Submitted to: Meeting Abstract
Publication Type: Abstract Only
Publication Acceptance Date: 5/17/2015
Publication Date: 5/17/2015
Citation: Runion, G.B., Prior, S.A., Torbert III, H.A., Van Santen, E. 2015. Cogongrass ecotypes respond differently to elevated atmospheric CO2 (Abstract). Program Abstracts for the 47th Annual Air Pollution Workshop and Symposium. CDROM.

Interpretive Summary:

Technical Abstract: Cogongrass is listed as one of the top ten worst weeds in the world and is a major problem in the Southeast US. We investigated this invasive, C4 perennial grass, selecting five ecotypes (Florida, Hybrid, Louisiana, Mobile, and North Alabama) found in the Southeast, in addition to a red-leaved ornamental (‘Red Baron’) variety.
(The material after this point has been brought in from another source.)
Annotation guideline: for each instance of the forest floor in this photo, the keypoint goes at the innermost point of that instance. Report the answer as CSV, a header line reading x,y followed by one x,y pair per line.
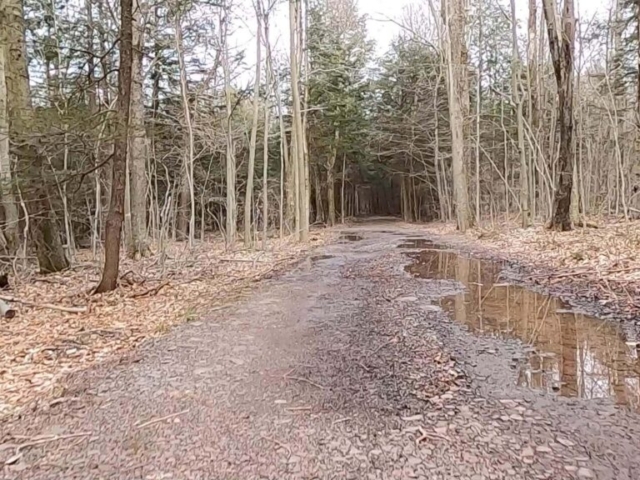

All plants were container grown for six months in open top chambers under ambient and elevated (ambient plus 200 ppm) atmospheric CO2. Under high CO2 plants displayed greater height, carbon content, and photosynthesis. In addition, plants grown under high CO2 had lower tissue nitrogen concentration, but both nitrogen and water use efficiencies increased. These responses, in addition to an average dry weight increase of 10% are typical responses for grasses to elevated CO2. The ‘Red Baron’ and Mobile ecotypes showed no significant growth response to elevated CO2, while the hybrid ecotype exhibited the greatest growth (followed by Louisiana, North Alabama, and Florida ecotypes). Few treatment interactions for other measured variables were observed, but when significant, the same pattern was observed with the hybrid, Louisiana, Florida, and/or North Alabama ecotypes showing a positive response to CO2 and no response for ‘Red Baron’ and Mobile. Findings indicate that some cogongrass ecotypes will likely become more problematic in the southeastern U.S. with rising levels of atmospheric CO2.